Asimetri kekuasaan yang nyata antara penggugat (seringkali masyarakat marjinal) dan tergugat, serta potensi adanya tangkapan regulasi (regulatory capture), menjadi hambatan struktural yang serius.

Dalam konteks ini, peran hakim tidak berhenti pada saat palu diketuk. Officium nobile menuntut adanya pengawasan yudisial (judicial monitoring) yang berkelanjutan dan kuat untuk memastikan kepatuhan terhadap perintah pemulihan.

Hal ini mungkin memerlukan inovasi dalam hukum acara dan keberanian untuk menerapkan sanksi yang tegas, termasuk denda paksa (dwangsom) yang progresif, jika terjadi ketidakpatuhan.
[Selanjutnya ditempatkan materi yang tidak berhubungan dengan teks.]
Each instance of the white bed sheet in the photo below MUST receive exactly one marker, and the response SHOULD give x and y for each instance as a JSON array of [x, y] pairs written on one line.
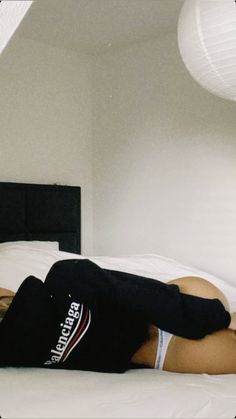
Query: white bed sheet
[[39, 393]]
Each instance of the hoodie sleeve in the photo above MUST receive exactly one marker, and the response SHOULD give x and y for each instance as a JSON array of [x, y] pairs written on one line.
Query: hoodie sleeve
[[145, 298]]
Menjaga independensi dan imparsialitas di tengah tekanan kepentingan pragmatis yang begitu kuat merupakan ujian integritas tertinggi bagi lembaga peradilan.

Sebagai sintesis, menangani perkara lingkungan hidup adalah tugas yudisial yang paling kompleks dan konsekuensial di zaman ini.

Baca Juga: Ketika Laut Menuntut Haknya, Dari Antroposentris ke Ekosentris

Ia menuntut hakim untuk tidak hanya menjadi ahli hukum yang mumpuni, tetapi juga individu yang memiliki kearifan ekologis, kepekaan mendalam terhadap keadilan sosial, dan keberanian moral yang teguh.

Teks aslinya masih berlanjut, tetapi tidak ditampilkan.